Tuesday, 5 August 2008

Time for Stalling on Human Rights Over

The Irrawaddy News

The United Nations Human Rights Council sent a special rapporteur, Tomas Ojea Quintana, to Burma this week to seek improvements on the human rights situation in Burma.

One might have expected that Than Shwe's junta would make some concessions on human rights prior to Quintana's trip—instead, the exact opposite has happened, as human rights abuses have increased.

The mission, only the latest in dozens of failed trips to Burma by UN envoys and rapporteurs, was off to a bad start even before it has begun.

Instead of making substantive moves on human rights, over the past two months the junta ramped up its repression of the Burmese people. Just days ago, Than Shwe's troops re-energized their scorched-earth campaign against ethnic minorities in eastern Burma, forcing hundreds of innocent villagers to flee their homes as refugees and internally displaced persons.

On July 31st, the junta announced its intention to sentence Burma's most famous comedian and social activist, Zarganar, along with the country's leading sports reporter.

About two months ago, the junta detained various members of the National League for Democracy, the political party of Nobel Peace Prize recipient Aung San Suu Kyi.

On July 21, student political activist Khin Maung Tint died in Burma's notorious prison gulag, in the midst of serving a 20-year sentence.

On July 25, the junta sentenced 10 Muslim student activists to prison with hard labor for participating in the September 2007 Buddhist-monk led pro-democracy uprising.

No doubt, Than Shwe's junta will try to obscure these moves during Quintana's visit. If previous behavior is any guidepost, the junta will make a series of promises to change that will subsequently be broken when Quintana leaves the country. The regime will hope for positive comments by Quintana after his trip—statements they will use to show they are making "progress" when in reality there are no lasting changes whatsoever.

If the junta is feeling generous, it may even release a few political prisoners whom they deem to be unthreatening to their grip on power.

Instead of looking toward genuine change, the junta sees visits by UN envoys as an exercise in public relations, hoping the envoys will publicly thank the regime for allowing them to visit and thereby diminishing hopes for actual change. That such trips happen at all is cited as "progress" by some countries in the UN who seek so preserve Burma’s status quo.

This pattern of obfuscation has been carried on successfully by the junta for many years. Sadly, it has enabled Than Shwe to commit massive, widespread, systematic atrocities that could someday land him in the International Criminal Court.

Among other abuses, Than Shwe has destroyed many villages like in Darfur, Sudan, forcing hundreds of thousands of innocent villagers to flee as refugees and internally displaced persons.

He has recruited more child soldiers than any other country in the world, also a crime against humanity.

His troops carry out a policy of using rape as a weapon of war against ethnic minority women.
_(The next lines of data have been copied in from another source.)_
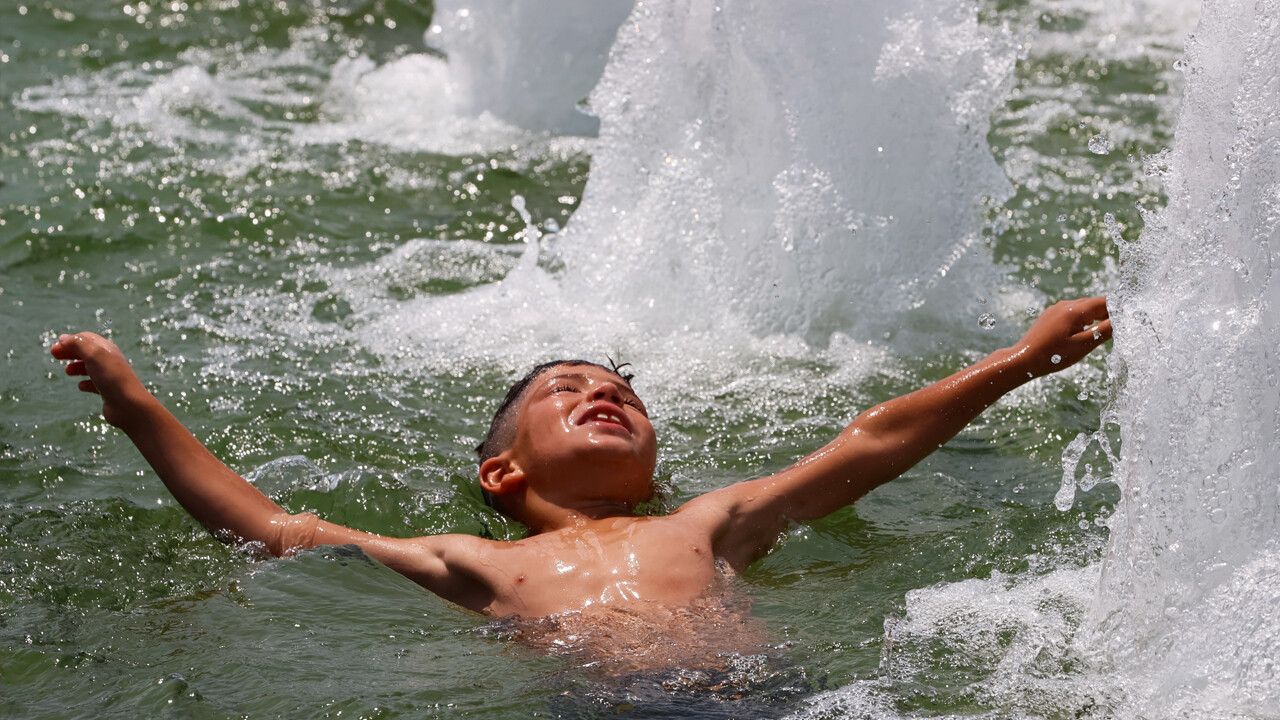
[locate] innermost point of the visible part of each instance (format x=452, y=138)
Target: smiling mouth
x=606, y=418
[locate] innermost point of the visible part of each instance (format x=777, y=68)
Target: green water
x=211, y=260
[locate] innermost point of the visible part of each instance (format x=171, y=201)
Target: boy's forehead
x=588, y=372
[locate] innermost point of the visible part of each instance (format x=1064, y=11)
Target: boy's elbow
x=291, y=533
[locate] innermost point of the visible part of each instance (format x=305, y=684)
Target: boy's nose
x=606, y=391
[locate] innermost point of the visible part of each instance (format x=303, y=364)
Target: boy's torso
x=617, y=563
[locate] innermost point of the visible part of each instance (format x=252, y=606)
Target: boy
x=570, y=455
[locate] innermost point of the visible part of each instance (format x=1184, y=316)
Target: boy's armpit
x=448, y=565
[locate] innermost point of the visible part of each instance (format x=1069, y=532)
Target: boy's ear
x=499, y=475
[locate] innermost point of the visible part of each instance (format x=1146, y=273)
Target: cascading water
x=1189, y=601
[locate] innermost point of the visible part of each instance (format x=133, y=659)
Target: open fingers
x=64, y=349
x=1097, y=333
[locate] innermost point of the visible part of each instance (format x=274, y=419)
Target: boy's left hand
x=1066, y=332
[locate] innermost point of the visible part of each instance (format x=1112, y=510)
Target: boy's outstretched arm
x=887, y=440
x=224, y=502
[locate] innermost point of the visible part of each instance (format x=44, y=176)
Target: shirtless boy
x=571, y=458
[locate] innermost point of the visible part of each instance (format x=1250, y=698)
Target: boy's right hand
x=109, y=374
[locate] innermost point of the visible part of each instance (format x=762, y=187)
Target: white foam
x=1188, y=606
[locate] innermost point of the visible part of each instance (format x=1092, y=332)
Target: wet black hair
x=502, y=429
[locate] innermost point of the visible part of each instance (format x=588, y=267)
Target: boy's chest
x=645, y=561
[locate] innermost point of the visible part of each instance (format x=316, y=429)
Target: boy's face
x=581, y=418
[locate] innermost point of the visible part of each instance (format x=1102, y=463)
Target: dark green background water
x=204, y=251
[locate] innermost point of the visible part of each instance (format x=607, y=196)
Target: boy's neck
x=547, y=518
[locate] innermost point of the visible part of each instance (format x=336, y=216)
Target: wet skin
x=583, y=458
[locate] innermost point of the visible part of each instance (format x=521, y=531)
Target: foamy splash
x=1189, y=605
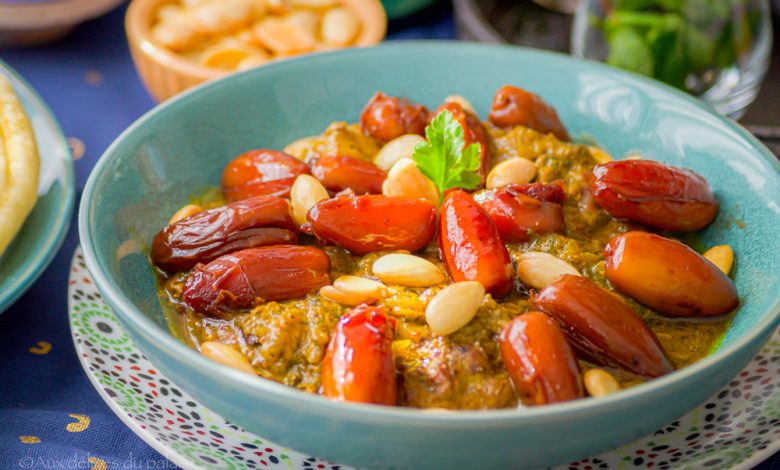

His regime now has nearly 2,000 political prisoners in its jails.

Before more people are senselessly imprisoned or killed in Burma, we hope that Quintana delivers a strong message to Than Shwe, demanding the immediate release of all political prisoners. While in Burma, Quintana should meet with key imprisoned leaders, including Min Ko Naing, Ko Ko Gyi, Su Su Nway and Zarganar.

Quintana must call on the military regime to immediately end all attacks on ethnic minorities in the country. That Than Shwe has gotten away with such attacks for so many years is devastating to Burma’s ethnic groups, and it sets a terrible precedent for the rest of the world.

Finally, Quintana should make it clear to Than Shwe that change must come immediately—if the junta attempts to draw the envoy into a protracted game of cat and mouse on human rights implementation, the UN must seek stronger action from the Human Rights Council and UN Security Council.

The time for stalling on human rights is over.

Bo Kyi is a co-founder of the Thailand-based Assistance Association for Political Prisoners (Burma). He was tortured and served more than 7 years as a political prisoner in Burma.